> Using this stuff well is a deep topic. These things can be applied in so many different ways, and to so many different projects. The best asset you can develop is an intuition for what works and what doesn't, and getting that intuition requires months if not years of personal experimentation.
You feel that way because it took you years or months to reach that point. But after reaching that point, do you really think that it's equally—if not more—difficult to put what you learned into words compared to, let's say, programming or engineering?

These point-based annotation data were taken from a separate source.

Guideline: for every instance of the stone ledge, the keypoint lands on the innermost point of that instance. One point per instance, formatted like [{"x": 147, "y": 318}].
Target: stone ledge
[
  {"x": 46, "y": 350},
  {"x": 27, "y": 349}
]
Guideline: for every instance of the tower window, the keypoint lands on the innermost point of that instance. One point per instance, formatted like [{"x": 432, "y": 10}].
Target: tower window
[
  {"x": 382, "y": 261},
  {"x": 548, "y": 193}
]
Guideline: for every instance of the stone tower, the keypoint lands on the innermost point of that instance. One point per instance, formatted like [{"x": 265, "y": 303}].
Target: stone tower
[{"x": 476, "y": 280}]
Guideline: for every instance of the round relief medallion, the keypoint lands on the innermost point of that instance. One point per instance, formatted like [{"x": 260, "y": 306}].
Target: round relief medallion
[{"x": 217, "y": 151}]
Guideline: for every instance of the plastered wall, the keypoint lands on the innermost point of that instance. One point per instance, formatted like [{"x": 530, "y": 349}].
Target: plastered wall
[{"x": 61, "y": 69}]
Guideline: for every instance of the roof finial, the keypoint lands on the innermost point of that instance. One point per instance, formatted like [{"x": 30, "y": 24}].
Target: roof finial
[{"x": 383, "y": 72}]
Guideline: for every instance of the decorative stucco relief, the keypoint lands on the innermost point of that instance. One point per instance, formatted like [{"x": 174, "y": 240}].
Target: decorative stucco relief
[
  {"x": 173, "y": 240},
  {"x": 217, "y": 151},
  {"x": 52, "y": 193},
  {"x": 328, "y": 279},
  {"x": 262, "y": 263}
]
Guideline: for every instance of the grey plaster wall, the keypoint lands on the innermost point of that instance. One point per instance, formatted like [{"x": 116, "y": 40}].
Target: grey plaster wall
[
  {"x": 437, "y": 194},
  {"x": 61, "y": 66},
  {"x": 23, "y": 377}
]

See, the thing about these tools is that they're designed to be operated via natural language, which is something most people (with a certain level of education) are quite comparable to each other at; consequently, the skill ceiling is considerably lower compared to something like programming. I am not saying there's no variance in people's ability to articulate, but that the variance is considerably less than what we get when comparing people's ability to write code or solve engineering problems.
So, whatever you learned by trial and error was just different ways or methods to get around the imperfections of the existing LLMs—not ways to use them skillfully according to their design goals. Their design goal is to achieve whatever task is given to them, as long as the intent is clear. These workarounds and tricks that you learned aren't something you build an intuition for. What you build an intuition for is finding new workarounds, but once you've found them, they're quite concrete and easy to describe to someone else who can simply use them to achieve the same results as you.
Tools that are designed to be operable via natural language aren't designed to be more thorough—it's actually the opposite. If you want more control, you have programming languages and search engines; thoroughness is where you get that high skill ceiling. The skill ceiling for using these tools is going to get narrower and narrower. The workarounds that you figure out may take skill to discover, but they don't take much skill to replicate.
If you share your "tips and tricks" with someone, then yeah, it will take them a week to start getting the same results as you because the skill ceiling is low and the workarounds are concrete/require less thinking.
The more I see of how different people use LLMs the more convinced I am that communication skills differ wildly between different people.
Clear, unambiguous communication is a key skill to unlock LLMs. I suspect it's a lot less common than you think!